I have not exhausted the complexities of Kai Winn's character--and this is no simple analogy I propose. This is why it's time to watch DS9 again. Because its complexity helps us to understand the problems we face right now, and the show reveals to us how limited we have become in the range of questions and answers we can voice today.

2 comments:

tenaciousmcd said...

Really good post. DS9 was always the most underrated Star Trek.

I think it must have been because it was so political, hence "dirty" in a way that the Star Trek future often is not, what with its Hegelian urge toward historical unification married to cleanly Kantian prime directives. The Trek ethos that appealed to so many fans was similar to what Orwell described in Road to Wigan Pier as the telltale weakness of English socialism: the crankish dream of a sanitary future, one freed of money, risk, and conflicts over ends, and elevated by benign technological change.

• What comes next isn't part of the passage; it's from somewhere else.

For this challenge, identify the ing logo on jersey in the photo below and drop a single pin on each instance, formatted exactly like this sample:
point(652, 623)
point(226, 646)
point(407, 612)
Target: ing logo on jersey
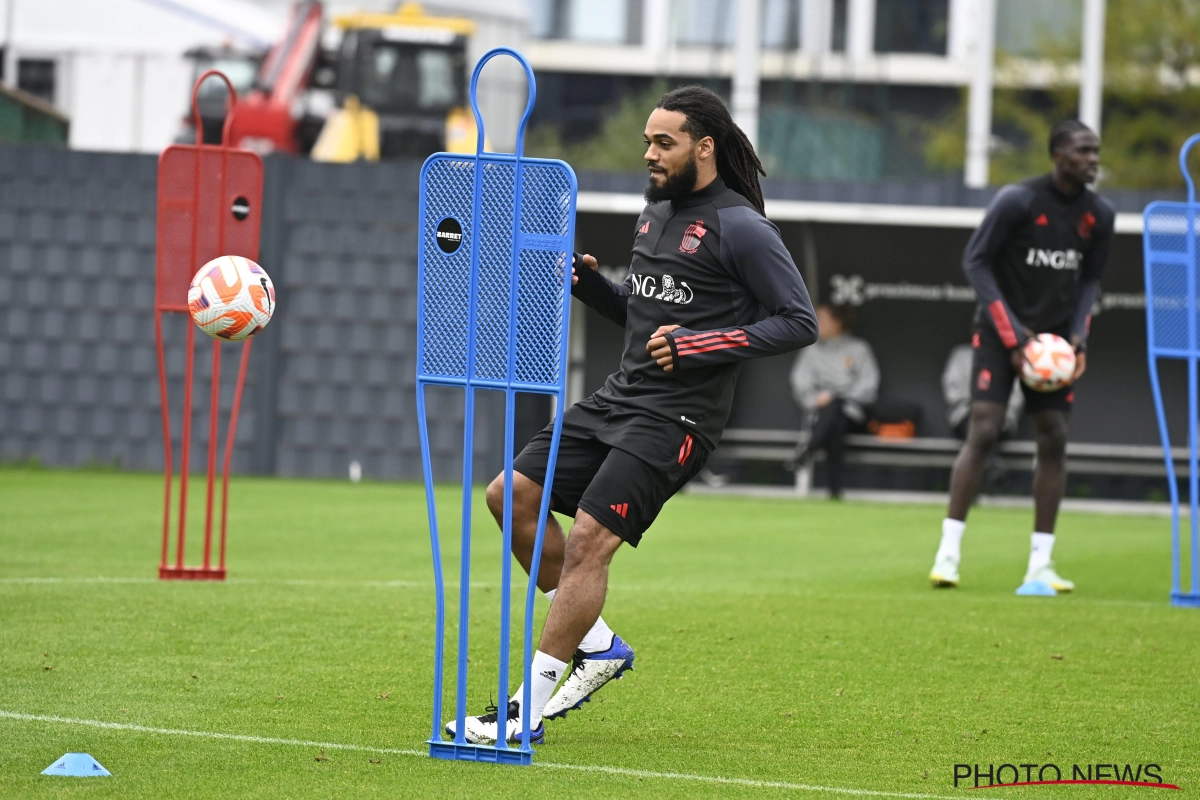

That they somehow combined this with swashbuckling adventure evaded Orwell without really answering his serious questions.

But on DS9, the equipment usually sucks, the warp drive didn't get you anywhere (no "new frontier", where the original ST fused Kennedy idealism and old West escapism), and you kept encountering the same persistent bad guys week after week. The Cardassians were really good villains--an understandable, and very human, kind of evil. Kai Winn was even better. How perfect that she had been Nurse Ratchet!

The one weakness: a crappy romance b/w Odo and Kira. Made them both unbearable saps. Anyway, I stopped watching the various successor shows. They could never live up.

Transient Gadfly said...

This post rules in, like, nine ways. It rulzzz with several extra z's (and would also rule with an umlaut if I knew how to type it).